Pakar ilmu lingkungan dari Universitas Sebelas Maret, Surakarta, Prabang Setyono menyatakan kejadian itu bukan bencana alam. Meledaknya populasi belalang adalah tanda rusaknya lingkungan oleh faktor manusia.
"Orang mengatakan ini sebagai bencana alam. Kalau saya mengatakan ini adalah bencana lingkungan," kata Prabang kepada detikcom, Jumat (16/6/2017).
SCROLL TO CONTINUE WITH CONTENT
"Ada intervensi manusia, kemudian akibatnya terakumulasi. Proses akumulasinya agak panjang, dan akhirnya muncul bencana seperti saat ini," kata Prabang.
Meledaknya populasi belalang dinilainya sebagai akibat dari ekologi yang rusak. Keseimbangan lingkungan yang terganggu memunculkan dorongan populasi belalang. Aktivitas manusia dalam lingkungan hidup berpengaruh terhadap terganggunya keseimbangan lingkungan, bisa berwujud aktivitas pertambangan dan kegiatan yang menyertainya.

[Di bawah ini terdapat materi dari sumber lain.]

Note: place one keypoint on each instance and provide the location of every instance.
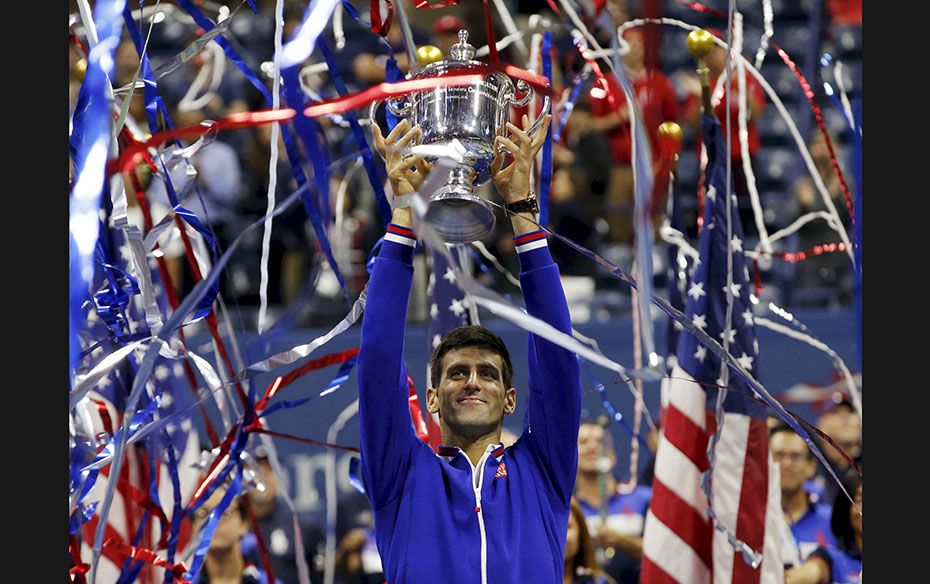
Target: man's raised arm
(387, 437)
(554, 372)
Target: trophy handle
(524, 88)
(401, 110)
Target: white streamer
(272, 167)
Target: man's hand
(513, 182)
(406, 174)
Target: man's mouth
(470, 400)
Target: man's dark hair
(784, 427)
(839, 518)
(470, 336)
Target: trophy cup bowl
(474, 115)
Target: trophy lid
(462, 50)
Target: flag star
(125, 252)
(734, 287)
(745, 361)
(699, 320)
(457, 307)
(696, 290)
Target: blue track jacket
(438, 519)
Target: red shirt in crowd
(657, 102)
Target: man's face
(591, 449)
(471, 399)
(794, 461)
(231, 527)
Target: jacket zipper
(484, 542)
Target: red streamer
(283, 381)
(809, 94)
(305, 440)
(147, 556)
(378, 27)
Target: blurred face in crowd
(572, 537)
(471, 399)
(855, 518)
(634, 59)
(795, 462)
(591, 448)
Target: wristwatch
(527, 205)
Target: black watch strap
(527, 205)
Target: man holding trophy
(476, 511)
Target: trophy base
(459, 216)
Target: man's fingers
(398, 129)
(519, 134)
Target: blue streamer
(375, 178)
(545, 174)
(335, 383)
(177, 513)
(90, 163)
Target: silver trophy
(474, 115)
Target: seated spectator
(224, 562)
(614, 518)
(840, 563)
(842, 424)
(277, 527)
(581, 565)
(809, 520)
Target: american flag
(681, 543)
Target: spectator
(658, 103)
(755, 105)
(277, 526)
(581, 565)
(614, 518)
(446, 32)
(224, 562)
(809, 520)
(840, 563)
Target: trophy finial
(462, 51)
(700, 43)
(428, 54)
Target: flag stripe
(693, 527)
(687, 437)
(679, 474)
(670, 553)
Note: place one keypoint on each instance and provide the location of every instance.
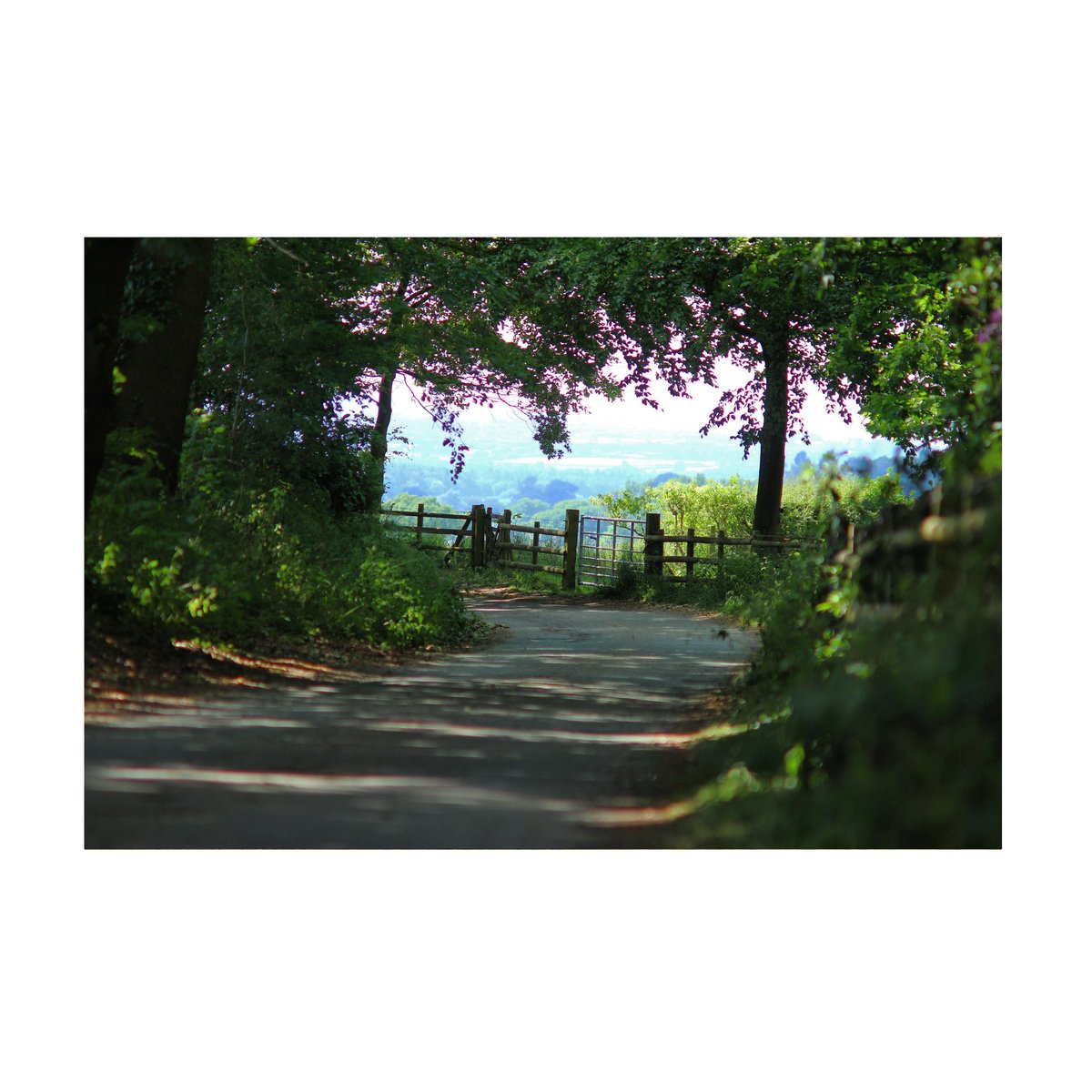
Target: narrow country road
(550, 738)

"Yang dulu hutan kemudian dibabat. Ketidakstabilan ekologi terjadi dan memicu populasi belalang," kata dia.
Teror belalang ini harus diatasi segera. Soalnya, serangan belalang bisa mengakibatkan kerawanan pangan. Terbukti, saat ini sudah ada 2 hektare sawah yang diserang belalang.
"Sifat belalang ini oportunis. Ketika ada sumber daya melimpah di suatu tempat, mereka akan memanfaatkan sumber daya itu. Mereka memakan daun-daun. Otomatis bila jutaan belalang menyerang tanaman pangan, ya habis itu. Wabah ini bagian dari bencana lingkungan," tuturnya.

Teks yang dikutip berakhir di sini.